Ce prodigieux inventeur de formes, qui a réalisé plus de 60.000 oeuvres, n’était pas grand, mais avait un beau visage aux traits réguliers, des yeux immenses, un corps musclé, à l’énergie inépuisable. Des photos l’ont fixé à jamais dans l’imaginaire collectif : l’été, travaillant torse nu, une ceinture autour d’un maillot de bain, pieds nus dans des sandales, l’hiver, en pull et pantalon rayé.
La vie de cette personnalité irradiante fut rythmée par la création mais aussi par les passions amoureuses : « pour mon malheur, et ma joie peut-être, je place les choses selon mes amours », disait-il. Les plus connues de ses compagnes furent Marie-Thérèse Walter qui se pendit quatre ans après sa mort, la photographe Dora Maar et la peintre Françoise Gilot, aujourd’hui âgée de 91 ans.
Il se maria avec la danseuse des ballets russes Olga Khokhlova (1918-1955) et Jacqueline Roque (1961-1973), qui se suicida par arme à feu en 1986. Il eut deux garçons et deux filles : Paulo avec Olga, Maya avec Marie-Thérèse, Claude et Paloma – en souvenir de la colombe de la paix que le peintre réalisa pour l’ONU – avec Françoise.
Ses proches soulignaient sa simplicité, sa générosité et, en dépit de tout, une forme de modestie: « j’ai passé ma vie à peindre comme un enfant », assurait-il. D’autres – comme Françoise Gilot ou Marina, sa petite-fille – ont mis en avant sa cruauté psychologique, son côté irascible, sa personnalité d’ogre.
Bohème et cubisme
Il est né le 25 octobre 1881 à Malaga, dans le sud de l’Espagne. Il aurait adopté le nom d’origine italienne de sa mère.

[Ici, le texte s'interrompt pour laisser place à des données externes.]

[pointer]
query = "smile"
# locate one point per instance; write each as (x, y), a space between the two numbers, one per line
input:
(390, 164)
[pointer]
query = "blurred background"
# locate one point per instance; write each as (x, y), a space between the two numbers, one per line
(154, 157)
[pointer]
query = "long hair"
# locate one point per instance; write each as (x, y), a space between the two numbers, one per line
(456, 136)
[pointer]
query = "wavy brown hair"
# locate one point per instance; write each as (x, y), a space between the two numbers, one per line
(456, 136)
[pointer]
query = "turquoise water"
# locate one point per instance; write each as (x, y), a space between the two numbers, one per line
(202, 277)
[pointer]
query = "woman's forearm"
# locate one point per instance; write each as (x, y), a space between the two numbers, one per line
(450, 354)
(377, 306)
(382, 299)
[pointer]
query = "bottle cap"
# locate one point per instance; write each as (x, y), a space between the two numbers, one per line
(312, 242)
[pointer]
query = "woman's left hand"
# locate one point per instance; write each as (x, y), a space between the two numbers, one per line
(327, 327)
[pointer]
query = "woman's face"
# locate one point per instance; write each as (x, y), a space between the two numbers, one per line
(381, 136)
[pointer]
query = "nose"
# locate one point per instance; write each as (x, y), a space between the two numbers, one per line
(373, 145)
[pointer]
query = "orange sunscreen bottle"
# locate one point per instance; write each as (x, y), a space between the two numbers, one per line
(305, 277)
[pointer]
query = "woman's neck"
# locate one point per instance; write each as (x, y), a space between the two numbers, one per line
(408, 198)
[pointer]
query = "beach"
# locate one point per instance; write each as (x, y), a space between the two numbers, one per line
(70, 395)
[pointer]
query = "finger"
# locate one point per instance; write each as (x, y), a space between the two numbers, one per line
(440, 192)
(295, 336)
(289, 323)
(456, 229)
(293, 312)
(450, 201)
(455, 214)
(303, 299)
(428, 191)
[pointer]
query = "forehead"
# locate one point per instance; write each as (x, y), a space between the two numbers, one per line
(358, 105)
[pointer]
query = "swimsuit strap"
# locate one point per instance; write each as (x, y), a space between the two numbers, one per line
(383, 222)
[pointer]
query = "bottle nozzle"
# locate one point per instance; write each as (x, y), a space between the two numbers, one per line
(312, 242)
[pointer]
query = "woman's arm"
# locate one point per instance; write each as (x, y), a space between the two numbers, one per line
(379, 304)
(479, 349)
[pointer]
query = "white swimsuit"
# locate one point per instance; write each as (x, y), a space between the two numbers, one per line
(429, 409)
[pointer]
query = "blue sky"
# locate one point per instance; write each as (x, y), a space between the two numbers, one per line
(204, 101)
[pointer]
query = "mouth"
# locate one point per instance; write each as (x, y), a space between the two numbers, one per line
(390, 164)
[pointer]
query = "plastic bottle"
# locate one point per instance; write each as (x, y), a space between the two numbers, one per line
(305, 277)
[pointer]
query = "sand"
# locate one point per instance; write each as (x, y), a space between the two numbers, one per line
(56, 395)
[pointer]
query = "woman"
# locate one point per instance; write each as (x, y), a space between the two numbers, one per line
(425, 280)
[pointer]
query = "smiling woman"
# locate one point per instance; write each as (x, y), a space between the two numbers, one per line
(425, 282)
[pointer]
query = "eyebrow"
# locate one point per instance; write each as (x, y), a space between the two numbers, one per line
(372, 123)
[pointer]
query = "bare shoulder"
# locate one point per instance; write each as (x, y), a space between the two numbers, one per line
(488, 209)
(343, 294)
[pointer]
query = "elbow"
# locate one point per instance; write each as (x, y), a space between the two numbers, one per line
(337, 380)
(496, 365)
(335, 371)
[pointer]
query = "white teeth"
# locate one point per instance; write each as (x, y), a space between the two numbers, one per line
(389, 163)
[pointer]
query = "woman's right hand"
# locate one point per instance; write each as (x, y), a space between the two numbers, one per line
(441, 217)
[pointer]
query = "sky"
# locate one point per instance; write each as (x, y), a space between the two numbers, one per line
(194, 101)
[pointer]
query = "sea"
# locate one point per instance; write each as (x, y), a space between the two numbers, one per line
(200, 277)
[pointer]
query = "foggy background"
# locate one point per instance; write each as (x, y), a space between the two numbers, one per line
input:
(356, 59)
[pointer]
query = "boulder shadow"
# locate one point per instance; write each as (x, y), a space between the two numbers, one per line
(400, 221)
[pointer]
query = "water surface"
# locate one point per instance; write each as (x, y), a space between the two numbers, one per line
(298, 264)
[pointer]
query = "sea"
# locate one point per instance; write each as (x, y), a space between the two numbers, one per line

Entré aux Beaux-arts de Barcelone où son père enseignait, puis passé à ceux de Madrid, sa prodigieuse virtuosité ne passe pas inaperçue. Au tout début du siècle, alors qu’il est installé à Paris, débute sa « période bleue », peuplée le plus souvent de pauvres hères. S’ensuit la « période rose » (1905-1907) et ses premières sculptures. Avec ses copains, Max Jacob, Paul Fort, Henri Matisse et tant d’autres, c’est la vie de bohème.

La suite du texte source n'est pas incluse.